Since then, I feel like Neo. Every time I listen to a new piece of music of any style, I have no trouble in understanding it, I can see its inner workings, the ideas (in the Neo analogy, those green fibers of the matrix, lol).


----------



## brotagonist (Jul 11, 2013)

Nereffid said:


> Jeez, how many dogmatic slumbers have you been in??!


Quite a number.

I once thought I didn't like Baroque music. Bach changed that. I once dismissed Shostakovich, because I had heard his Fifth back in the '70s when I was a Stockhausen fanatic. His sonatas had me gasping: how could I have missed this for so long? Beethoven and Mozart helped me break out of the bizarre new music mindset I had been in as a young adult. Prokofiev...


----------



## Blancrocher (Jul 6, 2013)

manueelster said:


> Once Kant wrote that Hume awoke him from his "dogmatic slumber", meaning something like reading Hume made a revolution in the way he perceived philosophy. Is there any piece that awoke you from your dogmatic slumber? Something that changed forever the way you perceived music?


Kant's awakening was different from the others on this thread--in fact, in certain respects it was opposite. Hume created a skeptical philosophy that stripped away certainties of which Kant was already convinced, thereby causing Kant (he says) to think more thoroughly about his own principles and to set them out in systematic order. One could say that Hume was the provocative atonal composer who revealed to Kant the importance of putting tonality on a better conceptual foundation. It's not so much revolutionary as counter-revolutionary!

Anyways, it was Sibelius who revealed to me that symphonies could be deeply personal--and not primarily public--statements. I heard the whole symphonic repertoire differently after wallowing in his music for a couple years.

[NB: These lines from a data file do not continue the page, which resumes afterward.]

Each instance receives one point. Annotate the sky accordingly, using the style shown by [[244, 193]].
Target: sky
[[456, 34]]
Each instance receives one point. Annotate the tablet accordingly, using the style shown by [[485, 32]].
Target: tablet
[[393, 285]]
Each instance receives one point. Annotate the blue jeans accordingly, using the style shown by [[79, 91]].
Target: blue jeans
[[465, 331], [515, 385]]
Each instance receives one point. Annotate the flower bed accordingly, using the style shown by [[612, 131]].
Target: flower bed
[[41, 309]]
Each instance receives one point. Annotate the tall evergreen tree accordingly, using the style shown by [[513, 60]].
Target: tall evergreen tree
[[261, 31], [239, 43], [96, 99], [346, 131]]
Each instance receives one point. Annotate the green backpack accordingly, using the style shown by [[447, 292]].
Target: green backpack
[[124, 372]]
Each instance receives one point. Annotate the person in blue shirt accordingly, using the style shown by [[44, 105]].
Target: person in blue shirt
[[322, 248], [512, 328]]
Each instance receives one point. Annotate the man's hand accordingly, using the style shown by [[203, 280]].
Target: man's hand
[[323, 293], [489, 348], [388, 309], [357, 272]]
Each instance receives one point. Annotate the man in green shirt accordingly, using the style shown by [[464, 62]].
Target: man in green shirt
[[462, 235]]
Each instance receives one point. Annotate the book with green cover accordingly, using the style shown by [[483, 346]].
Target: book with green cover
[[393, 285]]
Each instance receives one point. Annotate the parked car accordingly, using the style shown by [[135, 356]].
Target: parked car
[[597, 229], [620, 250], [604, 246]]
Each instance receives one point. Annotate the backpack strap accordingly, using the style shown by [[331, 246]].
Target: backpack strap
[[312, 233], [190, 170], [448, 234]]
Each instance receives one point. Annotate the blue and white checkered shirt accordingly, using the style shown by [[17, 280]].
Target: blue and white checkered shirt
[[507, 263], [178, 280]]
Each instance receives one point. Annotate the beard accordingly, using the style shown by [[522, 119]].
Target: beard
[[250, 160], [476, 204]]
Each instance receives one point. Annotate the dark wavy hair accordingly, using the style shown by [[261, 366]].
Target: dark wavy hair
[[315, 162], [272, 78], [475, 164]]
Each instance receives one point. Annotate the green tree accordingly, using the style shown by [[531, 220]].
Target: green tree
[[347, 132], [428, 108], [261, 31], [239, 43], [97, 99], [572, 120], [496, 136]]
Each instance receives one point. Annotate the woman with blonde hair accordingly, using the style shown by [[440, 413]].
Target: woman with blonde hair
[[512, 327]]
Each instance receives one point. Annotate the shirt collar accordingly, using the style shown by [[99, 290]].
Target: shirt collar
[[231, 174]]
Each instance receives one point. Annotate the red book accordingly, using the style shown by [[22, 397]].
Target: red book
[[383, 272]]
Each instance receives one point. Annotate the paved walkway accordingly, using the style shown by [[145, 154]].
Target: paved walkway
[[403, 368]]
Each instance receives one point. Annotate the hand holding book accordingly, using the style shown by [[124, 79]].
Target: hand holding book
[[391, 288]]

(Sorry if I sound pedantic--not my intent! I always appreciate being sent to Wikipedia.)


----------



## Ondine (Aug 24, 2012)

I have learnt not to have any kind of dogmatic slumbers; much less in music. I have an addiction for Mozart but that does not mean that this is a dogmatic slumber. Each composer is a unique as unique the experience I have got from them.


----------



## Ondine (Aug 24, 2012)

Blancrocher said:


> Anyways, it was Sibelius who revealed to me that symphonies could be deeply personal--and not primarily public--statements. I heard the whole symphonic repertoire differently after wallowing in his music for a couple years.


Yes, I have felt that same thing about Sibelius.


----------